À Châtenay-Malabry, dans les Hauts-de-Seine, la situation d’une locataire de 72 ans met en lumière les difficultés rencontrées dans certains parcours de relogement dans le cadre du projet de rénovation urbaine de la Butte-Rouge (ANRU).

Un relogement ANRU engagé et avancé

Dans le cadre du programme ANRU, de nombreux locataires sont amenés à être relogés. Madame Riri Nathalie, locataire depuis près de 30 ans, faisait partie de ces situations.

  • Un logement social lui avait été attribué après passage en commission
  • La signature du bail était prévue le 21 avril 2026
  • Le déménagement était programmé le 22 avril 2026
  • Un prestataire avait été mandaté pour accompagner le déménagement
  • Une assurance habitation avait été souscrite

Ces éléments traduisaient un processus de relogement particulièrement avancé.

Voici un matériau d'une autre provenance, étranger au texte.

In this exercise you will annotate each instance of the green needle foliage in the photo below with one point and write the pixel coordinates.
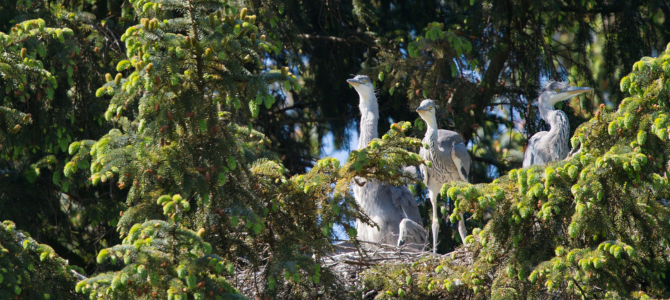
(163, 259)
(193, 74)
(29, 270)
(590, 226)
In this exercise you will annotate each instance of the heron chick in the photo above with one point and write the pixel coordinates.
(450, 159)
(547, 146)
(392, 208)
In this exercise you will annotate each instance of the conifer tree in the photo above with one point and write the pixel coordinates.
(193, 74)
(47, 102)
(593, 226)
(29, 270)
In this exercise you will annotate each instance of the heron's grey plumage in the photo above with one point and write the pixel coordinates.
(450, 159)
(547, 146)
(392, 208)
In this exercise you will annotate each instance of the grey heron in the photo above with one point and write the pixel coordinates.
(392, 208)
(450, 159)
(547, 146)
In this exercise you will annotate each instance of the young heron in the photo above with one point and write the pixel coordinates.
(393, 208)
(548, 146)
(450, 159)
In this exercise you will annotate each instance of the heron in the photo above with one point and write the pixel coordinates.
(547, 146)
(392, 208)
(450, 159)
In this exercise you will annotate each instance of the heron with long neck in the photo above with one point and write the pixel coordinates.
(392, 208)
(547, 146)
(450, 159)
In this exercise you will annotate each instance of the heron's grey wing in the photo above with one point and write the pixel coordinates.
(412, 234)
(461, 158)
(532, 155)
(404, 202)
(411, 170)
(423, 168)
(446, 139)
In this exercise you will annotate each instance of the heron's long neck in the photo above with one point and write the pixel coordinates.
(559, 131)
(369, 119)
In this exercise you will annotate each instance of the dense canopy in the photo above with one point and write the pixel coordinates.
(171, 149)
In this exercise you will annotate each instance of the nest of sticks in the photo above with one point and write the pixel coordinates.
(348, 263)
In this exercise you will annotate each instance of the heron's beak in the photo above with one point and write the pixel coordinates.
(573, 91)
(421, 109)
(353, 82)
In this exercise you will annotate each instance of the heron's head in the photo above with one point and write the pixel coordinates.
(555, 92)
(363, 85)
(427, 110)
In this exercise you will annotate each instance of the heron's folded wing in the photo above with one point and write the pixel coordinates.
(531, 157)
(461, 158)
(403, 200)
(446, 139)
(424, 172)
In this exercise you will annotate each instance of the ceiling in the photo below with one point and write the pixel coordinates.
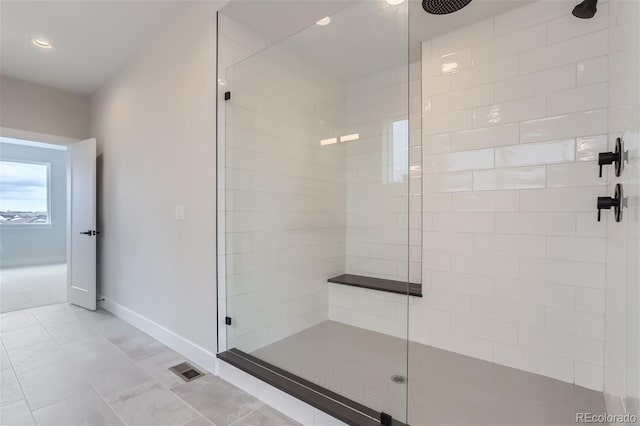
(92, 39)
(364, 37)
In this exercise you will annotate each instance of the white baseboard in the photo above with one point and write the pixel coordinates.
(188, 349)
(33, 262)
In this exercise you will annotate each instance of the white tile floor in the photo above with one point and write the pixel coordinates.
(63, 365)
(30, 286)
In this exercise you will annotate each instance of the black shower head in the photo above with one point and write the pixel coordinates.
(586, 9)
(442, 7)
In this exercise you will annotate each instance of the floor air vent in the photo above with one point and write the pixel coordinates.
(186, 371)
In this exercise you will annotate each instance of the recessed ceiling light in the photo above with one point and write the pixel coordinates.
(41, 43)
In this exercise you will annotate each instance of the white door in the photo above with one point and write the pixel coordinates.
(81, 224)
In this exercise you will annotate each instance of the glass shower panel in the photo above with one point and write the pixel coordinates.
(317, 169)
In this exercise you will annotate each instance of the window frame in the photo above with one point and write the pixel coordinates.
(388, 162)
(9, 226)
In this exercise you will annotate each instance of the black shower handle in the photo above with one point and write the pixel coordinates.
(617, 157)
(617, 202)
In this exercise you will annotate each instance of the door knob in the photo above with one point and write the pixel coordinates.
(618, 157)
(617, 203)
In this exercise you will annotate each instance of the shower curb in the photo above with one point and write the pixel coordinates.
(338, 406)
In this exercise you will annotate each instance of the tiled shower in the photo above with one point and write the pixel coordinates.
(463, 160)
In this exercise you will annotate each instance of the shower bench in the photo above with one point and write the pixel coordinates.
(390, 286)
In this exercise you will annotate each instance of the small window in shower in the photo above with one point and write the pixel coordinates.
(398, 152)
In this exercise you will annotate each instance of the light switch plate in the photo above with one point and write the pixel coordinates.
(179, 212)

Un retrait du logement à quelques jours du déménagement

Le 17 avril 2026, soit quelques jours avant le déménagement, l’attribution du logement a été retirée.

Selon les informations communiquées, ce logement aurait été mobilisé pour répondre à une situation d’urgence concernant une autre famille.

Si la gestion des urgences fait partie des missions des bailleurs sociaux, cette décision interroge dans le contexte d’un relogement ANRU déjà très avancé.

Une locataire sans solution de relogement immédiate

À ce jour, aucune solution concrète de relogement immédiat n’a, à ce stade, été proposée.

  • Un logement devenu difficilement habitable
  • Des affaires déjà emballées
  • Un déménagement préparé
  • Une incertitude totale à court terme

Cette situation est particulièrement préoccupante compte tenu de l’âge de la locataire et de son ancienneté dans le logement.

Relogement ANRU : un enjeu d’accompagnement des locataires

Les opérations de relogement dans le cadre de la rénovation urbaine impliquent des transitions importantes pour les locataires.

Elles nécessitent un accompagnement sécurisé, notamment pour les personnes âgées ou vulnérables, afin de garantir la continuité du parcours résidentiel.

La gestion des situations d’urgence ne doit pas fragiliser d’autres ménages engagés dans un processus de relogement avancé.

Une mobilisation pour une solution rapide

Face à cette situation, notre association a saisi le bailleur ainsi que les services de l’État afin qu’une solution adaptée soit proposée dans les plus brefs délais.

Une réponse rapide apparaît aujourd’hui nécessaire pour mettre fin à une situation d’incertitude particulièrement préoccupante.